For decades, nutrition science has relied on PDCAAS and DIAAS to measure protein “quality.” These scoring systems are quoted everywhere, on supplement labels, in academic journals, and in conversations at your gym.
They sound scientific. They seem legitimate. But there’s one big problem:
They weren’t built for performance. They were built to fight malnutrition in kids.
And if you’re eating for strength, recovery, or muscle health, those metrics are not just outdated, they’re misleading.
Even the NIH questions this measurement scale
https://pubmed.ncbi.nlm.nih.gov/10867064/
Although the principle of the PDCAAS method has been widely accepted, critical questions have been raised in the scientific community about a number of issues. These questions relate to 1) the validity of the preschool-age child amino acid requirement values, 2) the validity of correction for fecal instead of ileal digestibility and 3) the truncation of PDCAAS values to 100%.
Let’s Back Up: What Are PDCAAS and DIAAS?
PDCAAS: Protein Digestibility-Corrected Amino Acid Score
Introduced in 1991 by the FAO/WHO, PDCAAS measures two things:
- How much of a protein you can digest
- How well its amino acid profile matches the needs of preschool-aged children
That’s not an exaggeration, the benchmark profile is literally based on 2- to 5-year-olds. This age group was considered most at risk for protein deficiency globally at the time. So if a protein had just enough of each amino acid to prevent deficiency in a small child, it earned a score close to 1.0.
DIAAS: Digestible Indispensable Amino Acid Score
DIAAS, introduced by the FAO in 2013, attempts to improve on PDCAAS by:
- Measuring digestibility at the end of the small intestine (instead of total digestibility)

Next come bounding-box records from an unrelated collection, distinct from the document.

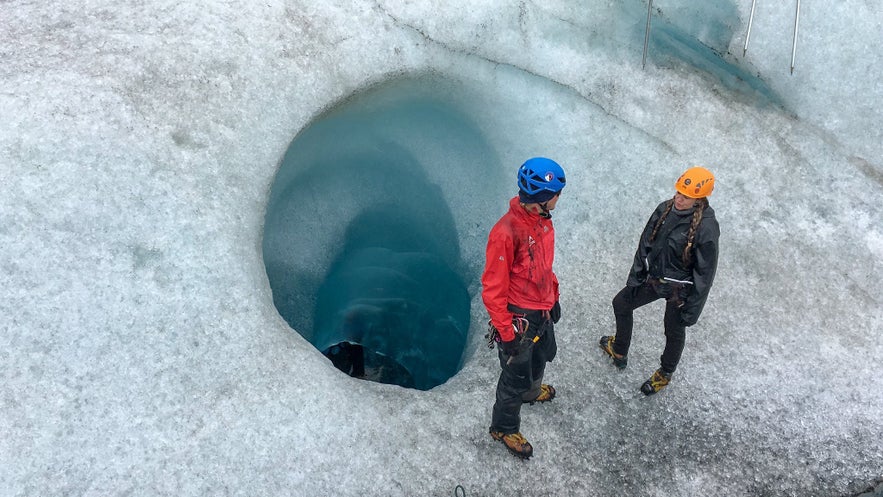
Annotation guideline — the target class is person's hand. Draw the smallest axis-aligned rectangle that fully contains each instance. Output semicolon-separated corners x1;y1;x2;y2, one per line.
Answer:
549;300;561;323
500;338;521;357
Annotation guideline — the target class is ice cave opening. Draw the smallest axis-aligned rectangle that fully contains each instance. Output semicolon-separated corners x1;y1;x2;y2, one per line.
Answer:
262;75;498;390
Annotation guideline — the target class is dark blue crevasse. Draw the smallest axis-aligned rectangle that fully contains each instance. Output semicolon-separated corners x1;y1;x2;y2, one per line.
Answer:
263;77;499;390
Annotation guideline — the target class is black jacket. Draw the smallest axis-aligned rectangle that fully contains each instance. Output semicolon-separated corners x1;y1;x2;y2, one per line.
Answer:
627;201;720;326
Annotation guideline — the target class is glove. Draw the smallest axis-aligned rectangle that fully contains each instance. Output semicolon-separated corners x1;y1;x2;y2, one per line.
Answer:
500;338;521;357
549;300;561;323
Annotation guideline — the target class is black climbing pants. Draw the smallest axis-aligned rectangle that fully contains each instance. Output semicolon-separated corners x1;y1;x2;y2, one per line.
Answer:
491;311;558;435
613;283;687;373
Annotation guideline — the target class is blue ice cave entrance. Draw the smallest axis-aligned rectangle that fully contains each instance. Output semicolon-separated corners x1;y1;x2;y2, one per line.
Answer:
262;76;498;390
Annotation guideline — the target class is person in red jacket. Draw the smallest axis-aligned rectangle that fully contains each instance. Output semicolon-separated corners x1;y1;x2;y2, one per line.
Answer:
481;157;565;459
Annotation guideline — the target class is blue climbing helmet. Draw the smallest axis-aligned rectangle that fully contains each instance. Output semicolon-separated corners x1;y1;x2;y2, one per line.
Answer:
518;157;566;204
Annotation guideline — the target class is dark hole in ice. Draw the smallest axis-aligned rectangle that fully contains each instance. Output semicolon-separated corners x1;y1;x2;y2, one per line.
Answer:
263;77;497;390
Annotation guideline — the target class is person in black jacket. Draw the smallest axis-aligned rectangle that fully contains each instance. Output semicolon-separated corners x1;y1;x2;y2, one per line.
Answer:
599;167;720;395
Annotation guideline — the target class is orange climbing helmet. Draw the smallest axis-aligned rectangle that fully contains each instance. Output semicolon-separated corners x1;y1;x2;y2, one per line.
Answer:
675;166;714;198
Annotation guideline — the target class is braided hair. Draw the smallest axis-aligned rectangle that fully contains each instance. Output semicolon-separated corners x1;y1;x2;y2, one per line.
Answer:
650;197;708;267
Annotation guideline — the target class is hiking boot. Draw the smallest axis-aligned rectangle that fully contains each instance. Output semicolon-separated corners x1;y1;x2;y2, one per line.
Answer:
491;428;533;459
641;369;671;395
523;383;556;405
598;335;629;369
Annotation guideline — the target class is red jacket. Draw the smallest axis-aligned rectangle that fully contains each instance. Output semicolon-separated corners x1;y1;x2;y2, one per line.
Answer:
481;197;558;342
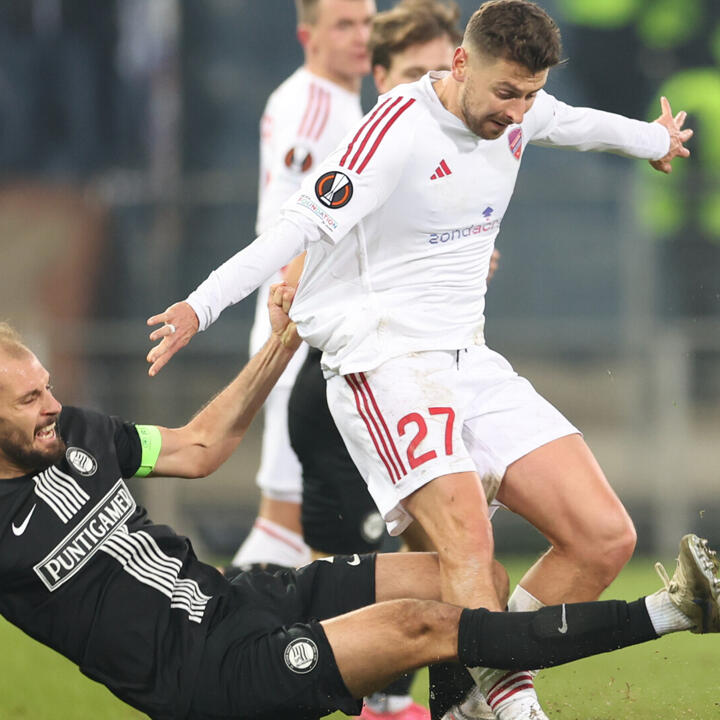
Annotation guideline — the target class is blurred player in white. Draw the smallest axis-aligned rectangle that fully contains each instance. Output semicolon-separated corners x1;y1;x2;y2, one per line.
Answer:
224;0;375;567
286;7;476;720
148;0;692;720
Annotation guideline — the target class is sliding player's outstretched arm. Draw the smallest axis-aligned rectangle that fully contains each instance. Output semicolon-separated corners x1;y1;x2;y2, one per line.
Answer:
145;283;300;477
147;218;319;376
526;91;693;173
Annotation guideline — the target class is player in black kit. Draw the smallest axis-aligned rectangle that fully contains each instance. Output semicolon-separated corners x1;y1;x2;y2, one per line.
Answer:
0;286;720;720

- Looking at each amino acid individually, rather than grouping them together
- Using slightly updated reference values for different age groups
But here’s the kicker: DIAAS still uses minimum survival requirements, not optimal performance needs. The benchmarks are based on the lowest amount of amino acids needed to avoid deficiency. Not the amount needed to thrive, recover, or build muscle.
So What’s the Problem?
- ❌ They’re Not Based on Human Muscle
- ❌ They Penalize Some Proteins Unfairly
- ❌ They Ignore Amino Acid Proportions
- ❌ They Favor Isolates Over Whole Foods
Why This Matters
Both PDCAAS and DIAAS were designed with the primary goal of addressing protein malnutrition in vulnerable populations, particularly children. They assess whether a protein source meets the minimum essential amino acid requirements to prevent deficiency diseases.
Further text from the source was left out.